Bill & Don Gimby

Bill & Don Gimby

"The Gimby father and son duo are thrilled with the opportunity to contribute to the Chester Municipality Trail Art Project.

“As artists, outdoor enthusiasts and living in the Municipality for over 40 years, we are proud to help in a small way to the trail system. Having walked much of the trail and its offshoots, we know the value of this type of recreation system and appreciate having close access to it. We have fond memories of walking the tracks and watching trains pass through and have watched it grow from abandoned tracks to extensive groomed trails. Whether it is discovering that hidden brook, massive hemlock tree or the surprise work of art, it is the thrill of exploration that drives us to these areas.”

For Donald and Bill, it is their way of helping the trail development and providing their concept of using local natural materials in their own environment.

“The history of small stone quarries in Hubbards, Aspotogan and Lunenburg areas can be seen in the foundations of homes throughout the area. The fisherman cut granite from the easily accessed granite shoreline to build wharves, homes and even gravestones from this natural resource. For thousands of years nature has shaped granite through the ice age and through pounding ocean waves into the beautiful, polished coloured granite we see on our beaches and shores. The East River location would have a granite bench that, we believe, is necessary for trail users to stop and admire the surroundings. Behind the bench will be a tall (approx. 6ft) column of granite chosen for its shape and natural look. The quarried granite represents what is seen on the path the trail takes as it winds up to Castle Rock. This area is more rugged, and Castle Rock is a reminder of the amount of granite that lies beneath the surface in the area. Granite posts of graduated size will be placed in the surrounding area. Young - or old - hikers can climb and jump from these low granite posts. Footprints of various types will be etched into the tops of the posts representing the types of users of the trail.

"We are inspired by our surrounding shorelines, tumbled beach rock, driftwood, and the forests we live nearby. Nature creates the most beautiful art, and we let that guide us in our designs. We want our work to be tactile and useful, encouraging people to touch and linger over the surfaces.

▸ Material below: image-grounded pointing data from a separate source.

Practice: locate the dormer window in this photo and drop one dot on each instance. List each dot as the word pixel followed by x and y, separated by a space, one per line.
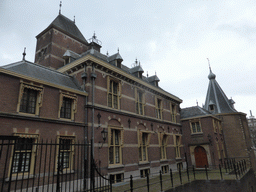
pixel 140 75
pixel 118 63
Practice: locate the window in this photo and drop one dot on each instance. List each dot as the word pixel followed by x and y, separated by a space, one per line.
pixel 143 143
pixel 67 106
pixel 144 172
pixel 223 150
pixel 24 154
pixel 65 111
pixel 196 127
pixel 115 145
pixel 139 98
pixel 114 90
pixel 218 149
pixel 165 169
pixel 173 112
pixel 215 125
pixel 66 152
pixel 220 128
pixel 117 178
pixel 179 166
pixel 163 140
pixel 159 108
pixel 30 98
pixel 177 145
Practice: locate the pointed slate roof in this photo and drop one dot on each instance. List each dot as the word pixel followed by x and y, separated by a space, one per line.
pixel 67 26
pixel 193 112
pixel 216 97
pixel 43 73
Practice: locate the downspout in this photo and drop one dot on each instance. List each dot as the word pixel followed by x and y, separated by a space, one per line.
pixel 86 162
pixel 93 77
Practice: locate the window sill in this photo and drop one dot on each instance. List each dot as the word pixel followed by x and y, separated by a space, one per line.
pixel 64 119
pixel 143 162
pixel 20 177
pixel 28 114
pixel 198 133
pixel 115 166
pixel 65 171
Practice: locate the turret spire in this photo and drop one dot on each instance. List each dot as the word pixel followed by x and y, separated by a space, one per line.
pixel 211 75
pixel 24 54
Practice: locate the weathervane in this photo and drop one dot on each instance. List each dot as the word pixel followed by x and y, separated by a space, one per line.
pixel 209 64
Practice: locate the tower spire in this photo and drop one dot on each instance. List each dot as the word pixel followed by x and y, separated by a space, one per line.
pixel 60 7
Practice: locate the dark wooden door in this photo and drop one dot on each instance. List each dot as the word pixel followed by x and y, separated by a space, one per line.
pixel 200 157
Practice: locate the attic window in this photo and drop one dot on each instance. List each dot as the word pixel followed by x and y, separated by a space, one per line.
pixel 118 64
pixel 140 75
pixel 67 60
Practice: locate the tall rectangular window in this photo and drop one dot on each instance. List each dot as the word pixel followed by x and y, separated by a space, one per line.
pixel 28 101
pixel 163 145
pixel 66 152
pixel 143 143
pixel 159 108
pixel 139 102
pixel 196 127
pixel 115 144
pixel 177 144
pixel 113 94
pixel 173 112
pixel 67 105
pixel 24 154
pixel 65 111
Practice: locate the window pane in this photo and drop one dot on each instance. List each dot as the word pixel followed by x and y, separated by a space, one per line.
pixel 28 101
pixel 111 159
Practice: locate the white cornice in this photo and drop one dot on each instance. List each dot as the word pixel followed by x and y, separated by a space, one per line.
pixel 117 70
pixel 42 82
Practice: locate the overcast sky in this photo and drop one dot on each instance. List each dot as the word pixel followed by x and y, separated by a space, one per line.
pixel 170 37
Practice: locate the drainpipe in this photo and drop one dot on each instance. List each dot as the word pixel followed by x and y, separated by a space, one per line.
pixel 93 77
pixel 85 179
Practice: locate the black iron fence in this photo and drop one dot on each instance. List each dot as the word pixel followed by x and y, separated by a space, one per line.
pixel 27 164
pixel 230 169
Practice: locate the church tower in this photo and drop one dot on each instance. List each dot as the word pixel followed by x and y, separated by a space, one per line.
pixel 234 124
pixel 59 43
pixel 216 101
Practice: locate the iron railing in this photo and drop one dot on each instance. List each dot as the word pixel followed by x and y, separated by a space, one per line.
pixel 41 165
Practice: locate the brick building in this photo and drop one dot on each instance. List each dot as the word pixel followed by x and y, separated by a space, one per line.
pixel 202 137
pixel 74 92
pixel 216 131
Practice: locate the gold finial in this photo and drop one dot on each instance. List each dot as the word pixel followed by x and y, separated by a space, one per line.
pixel 209 64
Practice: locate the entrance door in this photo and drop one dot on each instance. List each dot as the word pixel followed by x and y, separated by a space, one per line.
pixel 200 157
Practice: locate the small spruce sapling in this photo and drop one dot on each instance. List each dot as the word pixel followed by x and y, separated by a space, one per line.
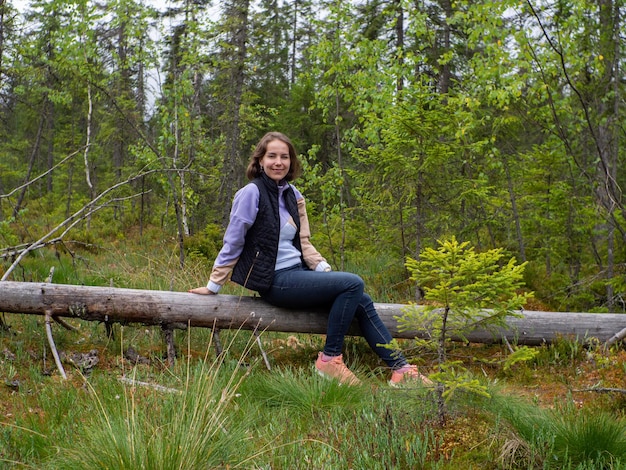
pixel 463 291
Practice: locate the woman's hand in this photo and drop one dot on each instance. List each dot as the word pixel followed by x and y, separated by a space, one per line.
pixel 201 291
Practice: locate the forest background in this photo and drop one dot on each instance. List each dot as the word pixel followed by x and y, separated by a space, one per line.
pixel 498 122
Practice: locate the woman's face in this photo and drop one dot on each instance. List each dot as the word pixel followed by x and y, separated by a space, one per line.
pixel 276 161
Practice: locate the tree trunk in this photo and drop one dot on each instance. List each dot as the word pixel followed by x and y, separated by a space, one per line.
pixel 228 311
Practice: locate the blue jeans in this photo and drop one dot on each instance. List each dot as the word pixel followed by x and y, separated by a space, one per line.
pixel 297 287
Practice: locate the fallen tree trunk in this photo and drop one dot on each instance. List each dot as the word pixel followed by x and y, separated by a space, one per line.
pixel 165 308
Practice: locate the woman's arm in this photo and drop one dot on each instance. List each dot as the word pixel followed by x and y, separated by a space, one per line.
pixel 242 216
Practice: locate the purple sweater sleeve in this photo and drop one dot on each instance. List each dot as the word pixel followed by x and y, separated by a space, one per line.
pixel 242 216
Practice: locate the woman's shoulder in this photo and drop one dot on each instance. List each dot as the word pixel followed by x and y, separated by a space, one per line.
pixel 297 193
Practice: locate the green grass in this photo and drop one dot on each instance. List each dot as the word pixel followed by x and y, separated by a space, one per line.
pixel 232 412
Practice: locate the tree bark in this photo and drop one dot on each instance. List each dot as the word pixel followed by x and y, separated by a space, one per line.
pixel 227 311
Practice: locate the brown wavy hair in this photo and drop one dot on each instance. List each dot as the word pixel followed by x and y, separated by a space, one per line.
pixel 254 167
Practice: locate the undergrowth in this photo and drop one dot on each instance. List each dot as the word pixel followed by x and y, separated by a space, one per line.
pixel 230 411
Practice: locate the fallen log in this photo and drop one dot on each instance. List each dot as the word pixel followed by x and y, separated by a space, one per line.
pixel 162 308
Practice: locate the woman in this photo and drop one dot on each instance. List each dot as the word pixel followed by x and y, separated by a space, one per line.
pixel 267 248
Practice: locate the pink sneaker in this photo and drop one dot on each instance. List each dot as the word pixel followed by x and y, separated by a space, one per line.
pixel 336 369
pixel 407 374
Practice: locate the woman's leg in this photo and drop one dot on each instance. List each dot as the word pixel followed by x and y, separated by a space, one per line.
pixel 343 292
pixel 376 333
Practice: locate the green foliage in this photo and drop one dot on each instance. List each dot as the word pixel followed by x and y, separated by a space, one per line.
pixel 192 429
pixel 519 355
pixel 455 378
pixel 459 285
pixel 562 438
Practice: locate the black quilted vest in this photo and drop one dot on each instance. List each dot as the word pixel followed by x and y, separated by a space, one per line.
pixel 255 267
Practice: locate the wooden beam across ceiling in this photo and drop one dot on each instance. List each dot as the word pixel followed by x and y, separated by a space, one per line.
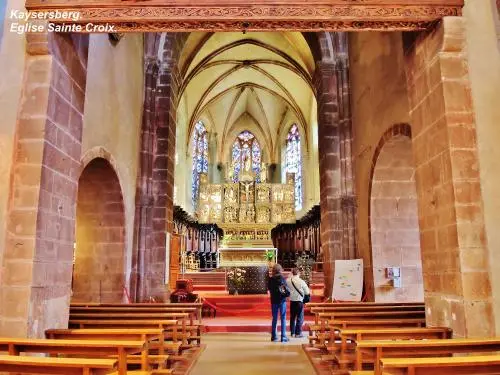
pixel 256 15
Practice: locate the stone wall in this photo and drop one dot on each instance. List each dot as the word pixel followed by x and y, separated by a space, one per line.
pixel 98 274
pixel 379 100
pixel 395 235
pixel 155 188
pixel 12 60
pixel 112 121
pixel 483 54
pixel 41 216
pixel 455 257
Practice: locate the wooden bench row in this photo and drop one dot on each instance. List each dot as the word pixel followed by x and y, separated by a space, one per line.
pixel 127 337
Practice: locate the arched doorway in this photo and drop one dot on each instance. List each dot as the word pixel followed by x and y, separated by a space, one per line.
pixel 98 272
pixel 395 235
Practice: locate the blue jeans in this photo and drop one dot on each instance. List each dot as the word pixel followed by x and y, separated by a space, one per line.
pixel 296 317
pixel 281 307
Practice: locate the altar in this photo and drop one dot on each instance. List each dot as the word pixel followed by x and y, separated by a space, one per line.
pixel 247 208
pixel 238 257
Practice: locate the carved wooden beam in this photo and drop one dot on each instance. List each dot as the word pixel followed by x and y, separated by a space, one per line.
pixel 245 15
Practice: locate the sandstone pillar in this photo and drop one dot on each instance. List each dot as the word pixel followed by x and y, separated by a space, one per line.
pixel 337 202
pixel 454 253
pixel 156 178
pixel 36 283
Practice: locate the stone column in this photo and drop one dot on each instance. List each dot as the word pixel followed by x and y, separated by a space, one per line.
pixel 455 257
pixel 156 182
pixel 329 165
pixel 36 283
pixel 214 175
pixel 337 200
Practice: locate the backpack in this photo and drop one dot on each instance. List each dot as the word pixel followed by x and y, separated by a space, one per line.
pixel 305 298
pixel 284 291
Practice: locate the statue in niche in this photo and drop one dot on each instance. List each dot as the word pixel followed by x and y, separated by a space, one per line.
pixel 288 212
pixel 263 173
pixel 246 174
pixel 243 214
pixel 229 214
pixel 263 194
pixel 230 172
pixel 205 213
pixel 230 196
pixel 277 213
pixel 263 215
pixel 251 214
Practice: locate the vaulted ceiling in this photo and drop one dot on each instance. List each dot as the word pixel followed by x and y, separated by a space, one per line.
pixel 256 81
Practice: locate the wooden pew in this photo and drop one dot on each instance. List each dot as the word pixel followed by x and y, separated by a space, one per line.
pixel 63 366
pixel 152 336
pixel 153 309
pixel 311 305
pixel 333 326
pixel 91 348
pixel 323 326
pixel 192 311
pixel 164 324
pixel 366 308
pixel 488 364
pixel 190 331
pixel 359 315
pixel 343 353
pixel 131 316
pixel 196 305
pixel 374 351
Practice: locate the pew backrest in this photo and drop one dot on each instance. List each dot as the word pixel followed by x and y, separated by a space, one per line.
pixel 51 365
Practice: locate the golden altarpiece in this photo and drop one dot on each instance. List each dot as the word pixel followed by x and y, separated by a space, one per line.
pixel 246 211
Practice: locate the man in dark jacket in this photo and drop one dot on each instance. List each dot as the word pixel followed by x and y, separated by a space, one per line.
pixel 278 301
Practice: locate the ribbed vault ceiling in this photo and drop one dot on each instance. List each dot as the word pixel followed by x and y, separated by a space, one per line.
pixel 231 80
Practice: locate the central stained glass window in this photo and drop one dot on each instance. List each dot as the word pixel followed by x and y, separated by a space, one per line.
pixel 246 147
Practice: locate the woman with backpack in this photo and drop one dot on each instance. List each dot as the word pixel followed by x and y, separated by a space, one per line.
pixel 279 291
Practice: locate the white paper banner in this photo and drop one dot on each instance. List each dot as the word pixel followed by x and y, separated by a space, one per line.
pixel 348 280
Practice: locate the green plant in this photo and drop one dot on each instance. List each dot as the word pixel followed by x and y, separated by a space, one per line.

The stone bench made from local granite is massive and feels very permanent as if it will last forever. It will get more beautiful with age as it weathers, and lichens grow on its surface. The large stone behind it reminds you of Castle Rock and the boulders left behind by ancient glaciers. While you rest on the bench, the three steppingstone posts can be explored by the more restless of your group yielding surprises not usually seen in stone."